Contents
Dostoevsky’s The Brothers Karamazov Brothers Karamazov Essays
The Brothers Karamazov – Thriller
The Brothers Karamazov is an enthralling thriller about the strive for self-redemption in the eyes of God as well as in the hearts of the Russians. The murder of Fyodor Karamazov, a foolish and heartless savage who betrays his own sons of a father’s care, venomously seeps its way into Dmitri, Ivan, and Alyosha’s lives causing innocence to request fault and suffering. With intricate characterizations, Dostoevsky magnificently presents the internal agony that derives from a wavering spirit.

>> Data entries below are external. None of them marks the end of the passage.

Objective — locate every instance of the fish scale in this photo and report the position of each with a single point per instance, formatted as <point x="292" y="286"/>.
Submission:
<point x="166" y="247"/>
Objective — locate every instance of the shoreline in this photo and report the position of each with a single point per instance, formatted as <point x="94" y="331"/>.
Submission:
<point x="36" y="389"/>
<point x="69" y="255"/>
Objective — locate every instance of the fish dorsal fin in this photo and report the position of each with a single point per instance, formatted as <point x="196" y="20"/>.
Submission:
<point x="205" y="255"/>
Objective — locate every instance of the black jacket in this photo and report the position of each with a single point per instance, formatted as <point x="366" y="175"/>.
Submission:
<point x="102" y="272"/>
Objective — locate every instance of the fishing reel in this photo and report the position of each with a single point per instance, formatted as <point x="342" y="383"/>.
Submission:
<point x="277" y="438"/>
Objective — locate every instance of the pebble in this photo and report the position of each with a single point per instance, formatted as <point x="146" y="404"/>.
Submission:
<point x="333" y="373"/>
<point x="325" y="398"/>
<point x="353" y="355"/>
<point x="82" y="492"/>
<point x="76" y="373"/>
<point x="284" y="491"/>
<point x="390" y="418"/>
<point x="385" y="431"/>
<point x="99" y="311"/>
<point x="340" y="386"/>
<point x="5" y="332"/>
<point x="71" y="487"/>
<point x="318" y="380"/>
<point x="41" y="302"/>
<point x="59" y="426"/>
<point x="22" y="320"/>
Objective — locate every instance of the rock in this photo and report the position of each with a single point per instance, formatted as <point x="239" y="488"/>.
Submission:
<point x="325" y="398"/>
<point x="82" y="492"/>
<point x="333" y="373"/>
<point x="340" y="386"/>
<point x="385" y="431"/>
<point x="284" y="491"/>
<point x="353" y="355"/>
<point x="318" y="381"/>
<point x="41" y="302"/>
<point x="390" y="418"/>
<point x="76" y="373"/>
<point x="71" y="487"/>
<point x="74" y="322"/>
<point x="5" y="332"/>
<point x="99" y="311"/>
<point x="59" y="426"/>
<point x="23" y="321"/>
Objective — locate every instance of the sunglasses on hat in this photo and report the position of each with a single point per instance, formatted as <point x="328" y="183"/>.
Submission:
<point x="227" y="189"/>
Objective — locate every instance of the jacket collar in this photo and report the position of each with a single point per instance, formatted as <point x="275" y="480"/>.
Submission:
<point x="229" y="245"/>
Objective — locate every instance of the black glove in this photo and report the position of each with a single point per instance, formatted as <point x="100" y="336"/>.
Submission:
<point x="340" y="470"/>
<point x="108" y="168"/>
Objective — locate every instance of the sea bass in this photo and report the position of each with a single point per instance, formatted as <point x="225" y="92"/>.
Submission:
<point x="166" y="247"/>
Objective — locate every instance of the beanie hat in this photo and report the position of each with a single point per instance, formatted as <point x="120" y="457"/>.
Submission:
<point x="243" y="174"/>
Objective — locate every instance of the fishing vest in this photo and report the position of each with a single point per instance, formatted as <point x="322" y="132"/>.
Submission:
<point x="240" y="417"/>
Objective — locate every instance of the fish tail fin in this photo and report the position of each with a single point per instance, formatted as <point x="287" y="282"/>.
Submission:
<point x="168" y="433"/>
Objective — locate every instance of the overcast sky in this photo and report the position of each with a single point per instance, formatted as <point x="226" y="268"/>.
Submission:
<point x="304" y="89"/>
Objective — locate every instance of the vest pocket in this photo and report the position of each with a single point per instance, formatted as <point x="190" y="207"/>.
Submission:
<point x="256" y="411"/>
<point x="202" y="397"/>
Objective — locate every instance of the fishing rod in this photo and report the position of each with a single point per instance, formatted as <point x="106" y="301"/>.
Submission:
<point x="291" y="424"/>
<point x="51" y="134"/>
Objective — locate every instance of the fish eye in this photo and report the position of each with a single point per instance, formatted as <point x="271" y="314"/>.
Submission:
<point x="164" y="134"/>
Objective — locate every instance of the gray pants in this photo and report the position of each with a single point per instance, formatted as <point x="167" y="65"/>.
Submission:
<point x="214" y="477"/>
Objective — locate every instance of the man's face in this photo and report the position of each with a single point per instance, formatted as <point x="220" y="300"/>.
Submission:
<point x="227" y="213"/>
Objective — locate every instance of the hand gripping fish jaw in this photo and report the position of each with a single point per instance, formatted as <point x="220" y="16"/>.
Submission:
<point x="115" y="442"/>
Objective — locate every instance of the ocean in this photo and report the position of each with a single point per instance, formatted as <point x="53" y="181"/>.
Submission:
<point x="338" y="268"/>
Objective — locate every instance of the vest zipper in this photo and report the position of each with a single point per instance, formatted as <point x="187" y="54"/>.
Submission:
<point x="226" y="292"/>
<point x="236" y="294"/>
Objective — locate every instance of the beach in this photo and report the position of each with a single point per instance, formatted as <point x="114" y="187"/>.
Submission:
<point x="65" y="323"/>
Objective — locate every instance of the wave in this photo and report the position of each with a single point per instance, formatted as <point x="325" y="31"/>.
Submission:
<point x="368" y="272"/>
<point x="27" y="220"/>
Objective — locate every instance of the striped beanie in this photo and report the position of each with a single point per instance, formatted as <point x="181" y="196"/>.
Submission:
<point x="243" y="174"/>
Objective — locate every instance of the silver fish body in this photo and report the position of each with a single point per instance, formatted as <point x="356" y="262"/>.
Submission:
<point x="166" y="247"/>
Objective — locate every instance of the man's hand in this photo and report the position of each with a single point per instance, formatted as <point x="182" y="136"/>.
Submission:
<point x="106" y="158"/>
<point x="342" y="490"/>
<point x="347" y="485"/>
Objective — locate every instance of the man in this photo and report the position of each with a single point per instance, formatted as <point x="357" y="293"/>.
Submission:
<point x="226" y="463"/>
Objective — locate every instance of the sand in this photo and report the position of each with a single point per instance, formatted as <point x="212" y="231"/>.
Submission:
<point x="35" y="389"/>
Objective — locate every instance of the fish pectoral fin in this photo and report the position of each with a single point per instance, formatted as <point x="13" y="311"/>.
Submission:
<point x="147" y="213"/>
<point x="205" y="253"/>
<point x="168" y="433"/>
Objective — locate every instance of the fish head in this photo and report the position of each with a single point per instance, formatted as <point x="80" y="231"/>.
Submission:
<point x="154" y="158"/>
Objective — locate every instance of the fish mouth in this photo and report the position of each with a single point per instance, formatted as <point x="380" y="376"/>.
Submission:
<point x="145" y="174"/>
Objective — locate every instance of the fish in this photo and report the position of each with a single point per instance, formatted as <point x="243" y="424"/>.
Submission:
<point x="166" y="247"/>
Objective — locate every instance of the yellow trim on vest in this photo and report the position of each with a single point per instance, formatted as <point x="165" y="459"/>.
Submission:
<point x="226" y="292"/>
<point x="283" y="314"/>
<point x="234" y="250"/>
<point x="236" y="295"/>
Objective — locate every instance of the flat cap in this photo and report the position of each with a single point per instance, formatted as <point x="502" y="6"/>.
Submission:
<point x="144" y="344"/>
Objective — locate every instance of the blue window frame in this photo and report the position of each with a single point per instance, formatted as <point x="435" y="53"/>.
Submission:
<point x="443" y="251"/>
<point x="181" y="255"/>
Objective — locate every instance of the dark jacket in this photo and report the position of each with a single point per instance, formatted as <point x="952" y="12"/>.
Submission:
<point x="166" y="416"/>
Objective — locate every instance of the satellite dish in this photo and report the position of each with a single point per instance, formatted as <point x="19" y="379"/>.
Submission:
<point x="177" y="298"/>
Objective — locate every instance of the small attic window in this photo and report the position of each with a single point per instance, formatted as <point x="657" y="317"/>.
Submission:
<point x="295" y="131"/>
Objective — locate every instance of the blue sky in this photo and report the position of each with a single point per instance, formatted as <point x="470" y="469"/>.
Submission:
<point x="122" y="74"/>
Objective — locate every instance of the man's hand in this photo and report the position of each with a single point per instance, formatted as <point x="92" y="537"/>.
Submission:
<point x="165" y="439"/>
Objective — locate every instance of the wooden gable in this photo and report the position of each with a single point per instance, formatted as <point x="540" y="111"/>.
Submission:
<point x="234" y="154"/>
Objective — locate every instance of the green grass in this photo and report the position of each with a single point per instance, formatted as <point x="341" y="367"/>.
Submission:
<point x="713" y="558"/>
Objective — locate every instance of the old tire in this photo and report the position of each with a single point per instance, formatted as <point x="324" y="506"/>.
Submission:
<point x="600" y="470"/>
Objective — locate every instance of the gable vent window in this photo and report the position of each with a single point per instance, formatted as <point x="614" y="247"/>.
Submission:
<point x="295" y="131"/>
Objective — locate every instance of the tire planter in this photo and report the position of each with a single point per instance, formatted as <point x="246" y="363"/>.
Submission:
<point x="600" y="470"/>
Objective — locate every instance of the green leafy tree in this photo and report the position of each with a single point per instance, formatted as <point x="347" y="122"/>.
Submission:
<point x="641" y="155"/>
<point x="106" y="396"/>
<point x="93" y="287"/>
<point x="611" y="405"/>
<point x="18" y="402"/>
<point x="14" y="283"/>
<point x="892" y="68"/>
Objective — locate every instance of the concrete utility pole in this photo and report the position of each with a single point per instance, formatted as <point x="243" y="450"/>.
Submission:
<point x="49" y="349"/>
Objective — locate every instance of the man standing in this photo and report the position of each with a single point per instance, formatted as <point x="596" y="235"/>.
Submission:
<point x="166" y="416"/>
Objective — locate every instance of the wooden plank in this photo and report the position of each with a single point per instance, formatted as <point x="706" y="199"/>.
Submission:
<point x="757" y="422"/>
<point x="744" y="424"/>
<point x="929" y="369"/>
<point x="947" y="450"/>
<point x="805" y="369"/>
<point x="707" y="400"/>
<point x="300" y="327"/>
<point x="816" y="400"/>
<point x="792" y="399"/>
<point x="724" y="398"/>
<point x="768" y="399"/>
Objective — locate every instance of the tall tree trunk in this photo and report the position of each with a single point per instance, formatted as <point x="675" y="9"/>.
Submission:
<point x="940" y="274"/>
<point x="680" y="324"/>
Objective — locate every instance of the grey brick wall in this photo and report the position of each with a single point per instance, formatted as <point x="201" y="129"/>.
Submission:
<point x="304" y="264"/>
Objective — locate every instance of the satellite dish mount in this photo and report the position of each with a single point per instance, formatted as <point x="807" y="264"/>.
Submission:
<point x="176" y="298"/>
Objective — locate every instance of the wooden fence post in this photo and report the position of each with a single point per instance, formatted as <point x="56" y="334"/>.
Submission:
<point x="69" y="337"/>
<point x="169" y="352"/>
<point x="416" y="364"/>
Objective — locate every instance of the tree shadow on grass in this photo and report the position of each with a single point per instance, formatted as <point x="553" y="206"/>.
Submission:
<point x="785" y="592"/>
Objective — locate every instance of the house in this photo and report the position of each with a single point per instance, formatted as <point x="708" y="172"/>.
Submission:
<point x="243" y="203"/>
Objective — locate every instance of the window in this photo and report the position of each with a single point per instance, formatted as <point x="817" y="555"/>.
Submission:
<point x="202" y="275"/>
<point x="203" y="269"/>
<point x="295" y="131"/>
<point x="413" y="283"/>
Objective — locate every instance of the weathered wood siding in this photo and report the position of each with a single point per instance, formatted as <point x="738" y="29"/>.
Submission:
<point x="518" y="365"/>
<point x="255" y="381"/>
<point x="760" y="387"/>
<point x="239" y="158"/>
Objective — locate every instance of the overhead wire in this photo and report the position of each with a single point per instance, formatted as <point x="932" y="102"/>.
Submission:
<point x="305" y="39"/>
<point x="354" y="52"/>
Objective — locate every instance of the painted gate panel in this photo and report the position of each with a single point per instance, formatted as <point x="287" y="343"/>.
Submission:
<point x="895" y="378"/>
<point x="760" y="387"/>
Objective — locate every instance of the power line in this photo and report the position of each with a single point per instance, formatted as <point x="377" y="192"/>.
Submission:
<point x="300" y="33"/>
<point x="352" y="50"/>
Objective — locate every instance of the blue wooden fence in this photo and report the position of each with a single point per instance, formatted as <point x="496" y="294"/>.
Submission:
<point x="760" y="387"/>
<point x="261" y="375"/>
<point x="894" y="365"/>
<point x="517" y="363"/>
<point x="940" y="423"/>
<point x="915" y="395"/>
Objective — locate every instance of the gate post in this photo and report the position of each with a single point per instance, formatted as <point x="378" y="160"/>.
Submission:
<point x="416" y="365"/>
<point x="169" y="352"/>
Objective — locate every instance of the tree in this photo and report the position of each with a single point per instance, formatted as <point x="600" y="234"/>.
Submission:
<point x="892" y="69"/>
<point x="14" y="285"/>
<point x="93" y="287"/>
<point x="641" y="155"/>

The religious teachings of the great elder Father Zosima engross the minds of the spiritually inadequate throughout the novel. Dostoevsky essentially carries these guidelines to peaceful immortality by means of the character Alyosha. At the death bed of the holy man, Alyosha absorbs the sanctified secrets and thus transmits them,through Dostoevsky’s technique of linkage, into the minds of about all of the characters in the novel, creating a strong, common vine that integrates itself from the beginning paragraph to the epilogue.
The main theory that Father Zosima advises Alyosha to follow, revolves around the total purification of one’s soul through torment and suffering. In the beginning of the novel, Father Zosima predicts that Dmitri will somehow redeem himself for all his past sins, involving his hot temper and recklessness, because Dmitri has the heart of a true Russian who loves the gifts of the Earth and has the desire, however deep inside him, to love and obey God’s laws. After the murder of Fyodor, Dmitri, even though he is innocent of the crime, feels guilty for his immoral behavior in his life and also his want to vanquish his father. He finally realizes that “it’s not only impossible to live a scoundrel, but impossible to die a scoundrel” (442), and so he is truly ready to undergo harsh punishment in order to resurrect as a pious individual.
By carelessly playing with the passions of both Fyodor and Dmitri, Grushenka feels responsible for the murder. In an attempt to punish herself, Grushenka buries herself in Dmitri’s sins, and confesses passionately that she will never separate her love from him. Again, Father Zosima’s teachings have grasped the soul of another character. The elder preached that one should love all indiscriminately, and by caring for Dmitri to the point of physical sickness, which is also a form of exhibiting suffering, Grushenka completes her “spiritual transformation” (537).
The complex character of Ivan, undergoes his own form of “suffering,” yet without wanting to become closer to God. Through Ivan’s writings, Dostoevsky presents the opposition to Father Zosima’s philosophical views. Although he does admit to the existence of God, Ivan refuses to accept the world that God has created, specifically the suffering of innocence. Accompanying his view of religion, is a cocky, intellectual attitude that emerges into Ivan’s imaginary “devil,” resulting in a complete nervous breakdown that leaves him grappling on the edge of sanity. Thus Ivan endures suffering, like the others, yet he never seems to reach the rewards of the higher spiritual plain.
Overall, Dostoevsky depicts the journeys to purity and the need, of all creatures in the world, for love and divine guidance.